El primer día Christmas permaneció sentado delante de su Underwood, sin escribir una sola palabra. Contemplaba la página sin decidirse a empezar. Como si tuviese miedo. Como si hubiese perdido la inconsciencia que le había hecho afrontar la vida con una sonrisa impertinente, que lo había sacado de las calles pobres del Lower East Side. Era como si de repente el mundo le pareciese un asunto serio, mientras que el éxito y el dinero, en lugar de hacerlo más osado, lo hubiesen vuelto prudente. Como si ya no se atreviera a arriesgar porque tenía algo que perder. Algo así como si se hubiera vuelto avaro. O como si ahora se tomara en serio.
Como si algo en su interior se hubiese acallado.

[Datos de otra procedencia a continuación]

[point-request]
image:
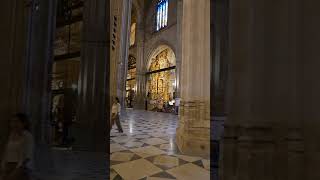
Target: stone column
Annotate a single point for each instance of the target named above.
(179, 46)
(263, 138)
(124, 50)
(193, 133)
(14, 18)
(91, 129)
(140, 98)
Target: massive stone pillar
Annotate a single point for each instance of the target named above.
(140, 99)
(91, 129)
(124, 50)
(179, 47)
(12, 50)
(264, 131)
(307, 50)
(193, 133)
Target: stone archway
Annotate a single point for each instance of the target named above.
(161, 79)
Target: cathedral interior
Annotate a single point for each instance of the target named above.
(207, 89)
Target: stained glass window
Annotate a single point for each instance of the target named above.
(162, 14)
(132, 34)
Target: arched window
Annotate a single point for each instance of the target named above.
(162, 14)
(132, 34)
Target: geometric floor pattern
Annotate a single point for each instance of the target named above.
(147, 150)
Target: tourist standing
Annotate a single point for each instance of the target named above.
(18, 154)
(115, 115)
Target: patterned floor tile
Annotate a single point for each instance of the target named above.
(189, 172)
(150, 137)
(136, 169)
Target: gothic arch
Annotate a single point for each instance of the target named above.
(156, 48)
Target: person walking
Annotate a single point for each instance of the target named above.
(18, 154)
(115, 115)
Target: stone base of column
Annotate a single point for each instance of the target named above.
(193, 133)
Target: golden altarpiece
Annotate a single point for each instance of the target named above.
(161, 82)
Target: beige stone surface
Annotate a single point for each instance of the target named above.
(189, 172)
(132, 170)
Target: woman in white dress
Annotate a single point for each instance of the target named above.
(18, 154)
(115, 115)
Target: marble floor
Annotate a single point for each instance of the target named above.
(147, 150)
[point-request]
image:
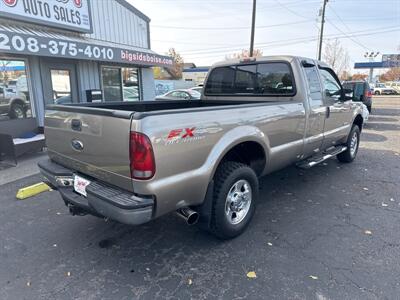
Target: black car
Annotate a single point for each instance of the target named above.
(187, 94)
(12, 105)
(361, 92)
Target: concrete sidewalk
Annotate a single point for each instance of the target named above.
(27, 166)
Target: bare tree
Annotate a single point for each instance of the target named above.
(176, 70)
(336, 56)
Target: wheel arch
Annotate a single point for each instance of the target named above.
(245, 144)
(359, 121)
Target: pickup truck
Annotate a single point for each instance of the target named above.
(134, 162)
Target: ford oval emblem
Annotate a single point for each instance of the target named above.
(77, 145)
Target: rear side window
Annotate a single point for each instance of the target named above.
(245, 79)
(221, 81)
(313, 83)
(264, 79)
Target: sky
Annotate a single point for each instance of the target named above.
(205, 31)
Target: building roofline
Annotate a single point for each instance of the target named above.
(133, 9)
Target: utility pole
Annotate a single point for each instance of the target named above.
(321, 32)
(253, 24)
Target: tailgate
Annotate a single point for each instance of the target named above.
(91, 142)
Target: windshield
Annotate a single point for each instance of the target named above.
(194, 94)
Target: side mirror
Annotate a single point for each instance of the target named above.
(347, 94)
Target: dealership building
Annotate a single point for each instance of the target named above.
(72, 51)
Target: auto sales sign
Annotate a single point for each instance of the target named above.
(67, 14)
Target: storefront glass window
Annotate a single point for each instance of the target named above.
(120, 84)
(14, 90)
(111, 84)
(61, 85)
(130, 84)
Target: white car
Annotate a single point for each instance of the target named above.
(382, 89)
(365, 113)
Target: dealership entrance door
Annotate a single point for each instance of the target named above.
(60, 84)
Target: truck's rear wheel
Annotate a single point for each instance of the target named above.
(353, 141)
(235, 197)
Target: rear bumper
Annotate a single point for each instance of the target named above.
(102, 200)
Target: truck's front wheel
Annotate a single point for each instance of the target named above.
(235, 196)
(353, 141)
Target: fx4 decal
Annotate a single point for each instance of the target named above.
(184, 135)
(181, 133)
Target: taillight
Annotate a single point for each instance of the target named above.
(141, 156)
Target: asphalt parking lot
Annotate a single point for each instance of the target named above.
(331, 232)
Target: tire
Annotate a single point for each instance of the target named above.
(353, 142)
(17, 111)
(233, 181)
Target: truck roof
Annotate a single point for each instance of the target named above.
(288, 58)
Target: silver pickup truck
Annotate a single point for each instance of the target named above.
(134, 162)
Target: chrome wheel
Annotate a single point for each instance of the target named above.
(238, 201)
(353, 144)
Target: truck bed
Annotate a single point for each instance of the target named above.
(144, 108)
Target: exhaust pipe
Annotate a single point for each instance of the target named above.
(76, 211)
(189, 215)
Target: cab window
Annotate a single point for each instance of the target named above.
(261, 79)
(331, 86)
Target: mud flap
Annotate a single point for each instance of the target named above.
(205, 210)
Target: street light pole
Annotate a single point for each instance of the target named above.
(253, 23)
(321, 33)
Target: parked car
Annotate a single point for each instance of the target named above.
(197, 89)
(187, 94)
(15, 106)
(394, 85)
(382, 89)
(139, 161)
(361, 92)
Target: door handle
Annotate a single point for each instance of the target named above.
(76, 125)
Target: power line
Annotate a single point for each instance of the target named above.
(351, 38)
(347, 27)
(291, 10)
(229, 28)
(292, 41)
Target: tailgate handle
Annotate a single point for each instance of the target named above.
(76, 125)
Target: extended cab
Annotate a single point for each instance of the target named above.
(134, 162)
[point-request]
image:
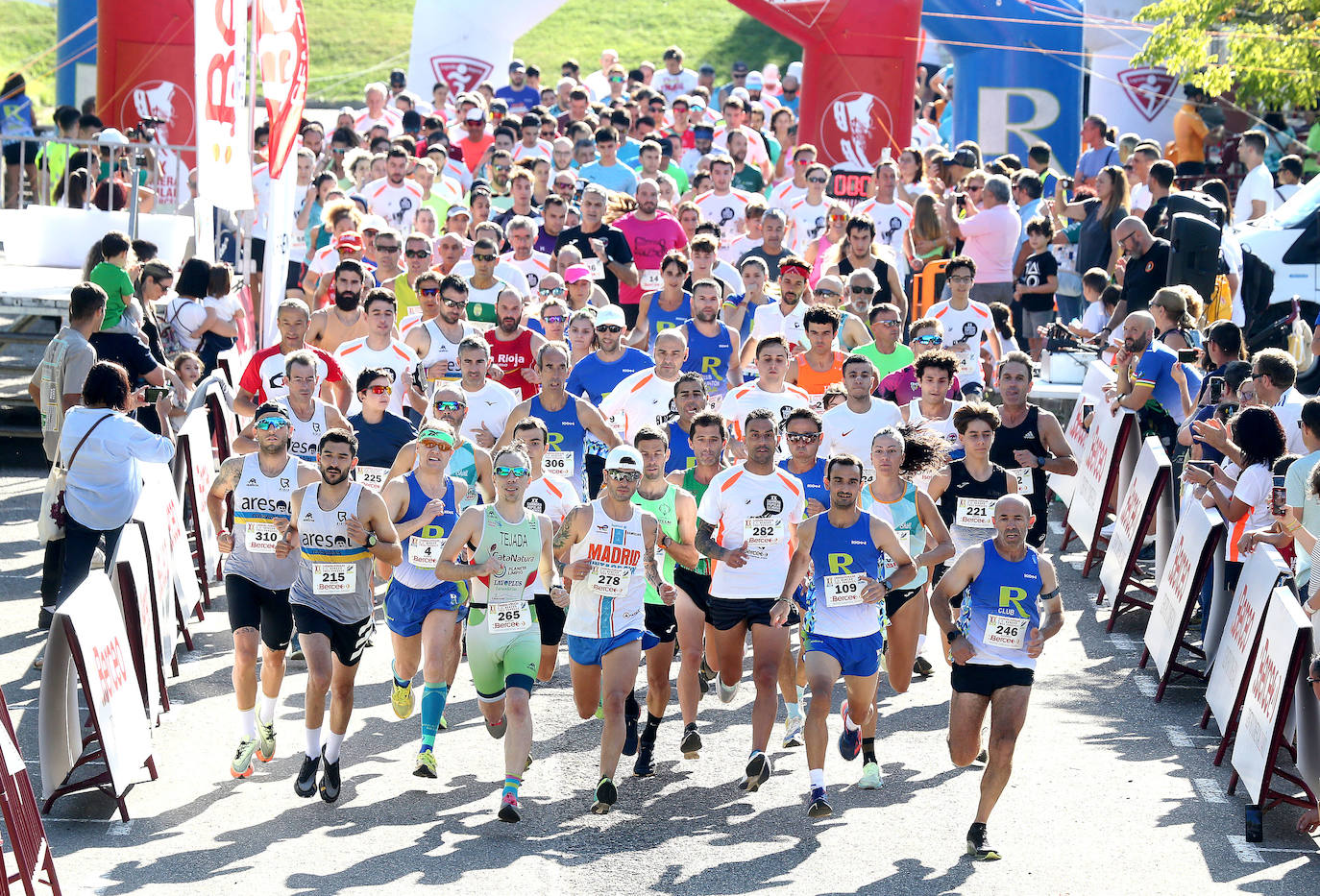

O como si se hubiese acallado el mundo. O como si entre él y el mundo se hubiese levantado una muralla. Como si se hubiese puesto una coraza y se hubiese endurecido.
Ahora que la CKC había salido de la clandestinidad, los oyentes de Nueva York habían escrito cientos de cartas, todas dirigidas a él. Cartas llenas de cumplidos, de afecto, de admiración. Mujeres que por fin se sentían comprendidas, hombres que se imaginaban ser valientes, muchachos que querían ser como Christmas, muchachas que querían conocerlo y que le declaraban su amor. Y en una fracción de segundo —al presentar Karl una nueva sección de
Diamond Dogs
en la que se leían fragmentos de dichas cartas—, Christmas sintió el peso de todas aquellas miradas. Y se vio plasmado en la figura pública que el mundo le devolvía. Atenazado en un sofocante reflejo de sí mismo.
Por eso el primer día no escribió ni una palabra sobre la hoja blanca que había en el rodillo de su Underwood. El segundo día puso todo su empeño, trató de recuperar el entusiasmo que le había dado alas en el despacho número once de los estudios de la MGM. Tecleó tímidamente las primeras palabras. Intentó oírlas sonar en el aire, trató de oír el sonido de las primeras frases que hendían el silencio del teatro. Pero le parecían pobres. Como si fueran escasas. Y, si las corregía, al momento le parecían excesivas. No encontraba el equilibrio. Y tuvo que rendirse a la evidencia de que construir una historia es completamente distinto que contarla, que crear personajes, que conjuntarlos entre sí de forma verosímil es mucho más complejo que hacer un simple esbozo como el que le había entregado a Mayer. Que la vida de los protagonistas de una historia no garantiza por sí sola la vida de la propia historia.